“COP30: “Marcha Global pelo Clima: uma marcha de protagonistas, onde o poder foi expectador”.

“COP30: “Marcha Global pelo Clima: uma marcha de protagonistas, onde o poder foi expectador”.

A marcha foi a materialização de um princípio sociológico fundamental: a transformação do luto em luta.

Mais de 50 mil pessoas, segundo a estimativa dos organizadores, com pés no chão em contraponto aos líderes políticos e econômicos expectadores, arquitetando como catalizar essa energia do poder popular.

Frei Laércio Jorge, ofm [1]

BELÉM/PA 15 novembro 2025 – Neste sábado, em que o Brasil celebra a Proclamação da República, as ruas de Belém do Pará se transformaram no epicentro global da disputa socioambiental.

A Marcha Global pelo Clima, convocada por Movimentos Sociais e povos tradicionais de diversas partes do mundo, apresentou um cenário de protagonismo popular radical, onde o poder político e econômico foi relegado à posição de expectador.

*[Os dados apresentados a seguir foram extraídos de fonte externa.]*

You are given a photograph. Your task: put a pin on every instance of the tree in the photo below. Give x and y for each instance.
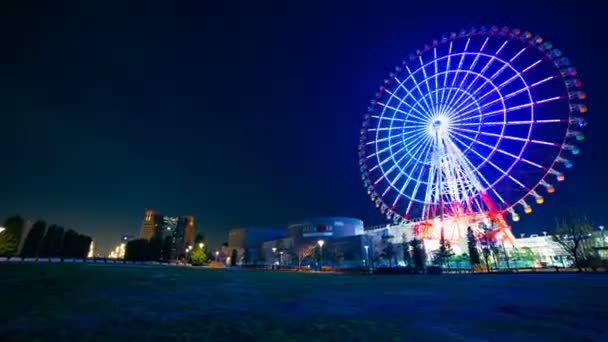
(445, 252)
(233, 256)
(419, 254)
(166, 250)
(473, 251)
(9, 238)
(407, 256)
(304, 251)
(52, 241)
(137, 250)
(572, 236)
(336, 256)
(245, 258)
(154, 250)
(199, 257)
(34, 239)
(388, 252)
(84, 243)
(259, 255)
(69, 246)
(200, 238)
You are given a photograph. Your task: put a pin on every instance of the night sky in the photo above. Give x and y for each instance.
(242, 114)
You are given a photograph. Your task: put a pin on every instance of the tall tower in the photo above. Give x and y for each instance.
(150, 224)
(183, 236)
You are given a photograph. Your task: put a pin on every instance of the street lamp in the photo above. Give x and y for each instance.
(321, 243)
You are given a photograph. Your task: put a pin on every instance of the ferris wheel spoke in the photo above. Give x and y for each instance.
(428, 88)
(500, 123)
(426, 146)
(472, 67)
(400, 111)
(418, 180)
(517, 54)
(402, 101)
(417, 86)
(510, 109)
(503, 172)
(459, 69)
(405, 147)
(415, 155)
(396, 136)
(396, 119)
(495, 148)
(445, 78)
(512, 137)
(483, 71)
(511, 79)
(476, 170)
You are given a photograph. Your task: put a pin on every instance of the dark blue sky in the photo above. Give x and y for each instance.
(242, 114)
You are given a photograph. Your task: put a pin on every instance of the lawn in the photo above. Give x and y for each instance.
(67, 302)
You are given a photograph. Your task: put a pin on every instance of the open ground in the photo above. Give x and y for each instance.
(114, 302)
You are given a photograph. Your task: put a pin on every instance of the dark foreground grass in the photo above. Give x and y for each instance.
(67, 302)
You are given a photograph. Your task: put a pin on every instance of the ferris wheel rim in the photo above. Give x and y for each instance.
(419, 103)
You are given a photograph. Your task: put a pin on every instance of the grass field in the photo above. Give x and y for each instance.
(67, 302)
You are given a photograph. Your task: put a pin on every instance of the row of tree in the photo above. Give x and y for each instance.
(163, 249)
(41, 241)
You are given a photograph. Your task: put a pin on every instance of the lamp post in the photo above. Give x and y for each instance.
(367, 256)
(321, 243)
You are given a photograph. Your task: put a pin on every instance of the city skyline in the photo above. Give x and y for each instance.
(222, 115)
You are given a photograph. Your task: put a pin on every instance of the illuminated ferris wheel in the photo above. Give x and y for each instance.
(475, 126)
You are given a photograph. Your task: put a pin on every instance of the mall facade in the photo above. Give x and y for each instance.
(345, 242)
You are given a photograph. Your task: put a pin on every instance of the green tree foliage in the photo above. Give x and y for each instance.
(198, 257)
(245, 259)
(336, 256)
(33, 240)
(138, 250)
(388, 252)
(259, 255)
(200, 238)
(233, 257)
(473, 251)
(167, 245)
(69, 246)
(573, 236)
(419, 254)
(407, 256)
(9, 238)
(52, 242)
(444, 253)
(155, 246)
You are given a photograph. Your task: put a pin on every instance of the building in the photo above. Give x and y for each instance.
(180, 229)
(248, 240)
(150, 225)
(183, 236)
(321, 240)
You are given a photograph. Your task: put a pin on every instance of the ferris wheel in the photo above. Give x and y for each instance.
(475, 127)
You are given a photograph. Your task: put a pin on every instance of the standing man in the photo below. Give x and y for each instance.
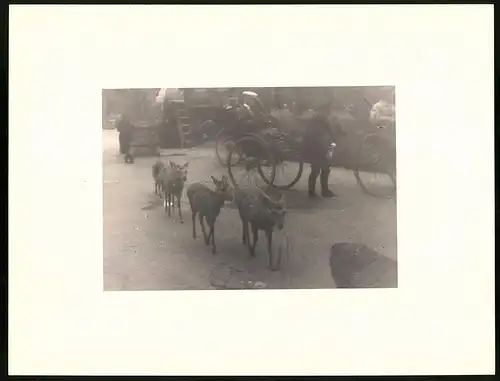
(318, 137)
(125, 130)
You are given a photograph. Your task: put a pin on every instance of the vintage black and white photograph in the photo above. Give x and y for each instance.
(249, 188)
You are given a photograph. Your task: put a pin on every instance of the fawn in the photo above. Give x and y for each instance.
(156, 170)
(259, 211)
(172, 179)
(207, 204)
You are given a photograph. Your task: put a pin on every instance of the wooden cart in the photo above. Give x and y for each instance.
(146, 139)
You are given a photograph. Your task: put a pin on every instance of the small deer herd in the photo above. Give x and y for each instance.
(257, 210)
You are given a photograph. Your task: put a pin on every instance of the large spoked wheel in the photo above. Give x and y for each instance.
(223, 144)
(255, 158)
(287, 175)
(376, 168)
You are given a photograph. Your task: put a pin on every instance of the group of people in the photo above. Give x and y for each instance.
(318, 137)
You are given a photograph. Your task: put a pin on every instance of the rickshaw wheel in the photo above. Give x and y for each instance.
(255, 156)
(376, 159)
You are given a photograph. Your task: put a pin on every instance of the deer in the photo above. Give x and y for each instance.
(260, 212)
(172, 178)
(207, 203)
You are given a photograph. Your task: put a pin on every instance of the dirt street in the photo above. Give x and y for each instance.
(144, 249)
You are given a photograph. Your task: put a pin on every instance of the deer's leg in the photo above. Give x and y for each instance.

Segundo os organizadores, mais de 50 mil pessoas, com os “pés no chão”, catalisaram uma energia que desafia as arquiteturas de poder tradicionais e exige mudanças estruturais.

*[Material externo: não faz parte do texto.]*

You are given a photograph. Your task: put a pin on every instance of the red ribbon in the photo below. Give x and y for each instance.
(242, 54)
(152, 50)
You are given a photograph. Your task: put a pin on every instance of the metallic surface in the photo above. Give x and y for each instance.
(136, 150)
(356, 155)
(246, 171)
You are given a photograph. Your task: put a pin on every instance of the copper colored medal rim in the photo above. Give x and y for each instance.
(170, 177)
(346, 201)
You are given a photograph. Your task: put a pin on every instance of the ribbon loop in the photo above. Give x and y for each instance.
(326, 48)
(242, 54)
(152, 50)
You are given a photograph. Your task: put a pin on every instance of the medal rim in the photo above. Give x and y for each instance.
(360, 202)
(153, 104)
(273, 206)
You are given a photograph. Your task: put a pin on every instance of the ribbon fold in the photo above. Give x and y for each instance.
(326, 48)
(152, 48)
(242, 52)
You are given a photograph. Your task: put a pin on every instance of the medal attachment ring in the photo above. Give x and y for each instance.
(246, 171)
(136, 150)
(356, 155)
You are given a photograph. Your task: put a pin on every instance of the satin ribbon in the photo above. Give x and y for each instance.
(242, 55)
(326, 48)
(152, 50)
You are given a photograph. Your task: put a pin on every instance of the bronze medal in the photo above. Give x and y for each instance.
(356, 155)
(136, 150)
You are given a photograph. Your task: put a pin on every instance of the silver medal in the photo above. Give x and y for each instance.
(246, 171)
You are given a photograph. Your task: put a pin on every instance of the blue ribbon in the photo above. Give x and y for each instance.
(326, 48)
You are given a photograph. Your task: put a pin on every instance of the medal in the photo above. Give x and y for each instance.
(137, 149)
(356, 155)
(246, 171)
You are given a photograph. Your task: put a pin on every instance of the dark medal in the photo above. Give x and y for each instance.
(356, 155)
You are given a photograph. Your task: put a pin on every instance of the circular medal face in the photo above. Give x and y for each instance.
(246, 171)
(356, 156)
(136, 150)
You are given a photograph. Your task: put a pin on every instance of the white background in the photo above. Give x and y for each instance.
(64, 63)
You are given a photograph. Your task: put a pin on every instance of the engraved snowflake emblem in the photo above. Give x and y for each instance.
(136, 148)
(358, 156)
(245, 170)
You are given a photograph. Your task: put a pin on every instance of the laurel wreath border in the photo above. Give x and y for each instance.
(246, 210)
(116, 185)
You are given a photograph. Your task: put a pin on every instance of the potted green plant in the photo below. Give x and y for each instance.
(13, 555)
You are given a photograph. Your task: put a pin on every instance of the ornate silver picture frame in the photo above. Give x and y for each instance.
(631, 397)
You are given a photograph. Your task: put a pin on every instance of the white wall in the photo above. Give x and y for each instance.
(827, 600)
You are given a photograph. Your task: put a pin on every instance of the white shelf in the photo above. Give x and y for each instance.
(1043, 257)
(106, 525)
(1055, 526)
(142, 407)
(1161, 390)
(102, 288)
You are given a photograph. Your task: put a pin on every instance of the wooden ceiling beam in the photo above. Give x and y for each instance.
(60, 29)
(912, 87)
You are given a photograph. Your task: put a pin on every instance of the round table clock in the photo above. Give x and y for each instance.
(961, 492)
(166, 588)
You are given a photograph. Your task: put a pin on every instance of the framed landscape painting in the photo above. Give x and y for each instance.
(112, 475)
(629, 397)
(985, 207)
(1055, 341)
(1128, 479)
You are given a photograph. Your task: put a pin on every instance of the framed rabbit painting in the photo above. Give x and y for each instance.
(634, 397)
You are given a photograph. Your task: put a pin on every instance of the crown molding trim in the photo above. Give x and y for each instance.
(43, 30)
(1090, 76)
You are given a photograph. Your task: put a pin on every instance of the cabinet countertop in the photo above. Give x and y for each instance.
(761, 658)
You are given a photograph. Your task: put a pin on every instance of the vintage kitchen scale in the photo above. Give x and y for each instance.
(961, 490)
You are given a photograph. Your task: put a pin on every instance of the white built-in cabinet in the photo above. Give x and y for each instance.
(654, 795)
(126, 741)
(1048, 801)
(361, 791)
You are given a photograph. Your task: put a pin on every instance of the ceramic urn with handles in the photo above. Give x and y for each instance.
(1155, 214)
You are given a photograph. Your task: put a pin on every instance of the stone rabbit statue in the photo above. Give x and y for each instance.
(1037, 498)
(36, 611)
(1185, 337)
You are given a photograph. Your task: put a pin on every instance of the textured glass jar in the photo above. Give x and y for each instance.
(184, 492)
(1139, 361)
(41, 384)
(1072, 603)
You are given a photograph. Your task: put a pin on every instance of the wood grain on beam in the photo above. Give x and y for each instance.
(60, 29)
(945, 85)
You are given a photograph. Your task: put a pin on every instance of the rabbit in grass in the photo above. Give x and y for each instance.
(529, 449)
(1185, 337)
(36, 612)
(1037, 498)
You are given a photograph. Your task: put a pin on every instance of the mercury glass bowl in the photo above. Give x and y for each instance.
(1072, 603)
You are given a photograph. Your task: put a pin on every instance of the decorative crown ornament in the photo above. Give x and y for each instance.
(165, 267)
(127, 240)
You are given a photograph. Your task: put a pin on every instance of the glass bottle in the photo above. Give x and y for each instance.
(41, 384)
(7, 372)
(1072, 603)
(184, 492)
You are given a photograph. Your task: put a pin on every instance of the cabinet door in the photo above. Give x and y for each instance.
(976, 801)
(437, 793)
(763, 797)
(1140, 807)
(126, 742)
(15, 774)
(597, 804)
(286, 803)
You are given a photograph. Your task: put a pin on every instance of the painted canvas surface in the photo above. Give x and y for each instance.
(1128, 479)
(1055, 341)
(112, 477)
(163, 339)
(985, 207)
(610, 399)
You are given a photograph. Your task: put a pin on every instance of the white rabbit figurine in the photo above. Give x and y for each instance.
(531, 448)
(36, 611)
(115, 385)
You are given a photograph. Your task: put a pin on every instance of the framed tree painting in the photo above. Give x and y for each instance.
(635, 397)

A marcha foi a materialização de um princípio sociológico fundamental: a transformação do luto em luta.

Cada participante, de indígenas e quilombolas a jovens urbanos e trabalhadores rurais, carregava em suas narrativas e palavras de ordem a dor de territórios devastados e a esperança ativa de um futuro possível.

Belém, assim, consolidou-se não apenas como a capital simbólica da Amazônia, mas como o território por excelência onde os problemas globais são refletidos e contestados a partir das vozes historicamente silenciadas.

É impossível compreender a dimensão do protesto sem recorrer a pensadores como Judith Butler, que aborda o poder das multidões que se reúnem para reivindicar o “direito à aparecibilidade”, ou Boaventura de Sousa Santos, que lê essas mobilizações como expressões da “epistemologia das ausências”: corpos historicamente silenciados que passam a produzir conhecimento político.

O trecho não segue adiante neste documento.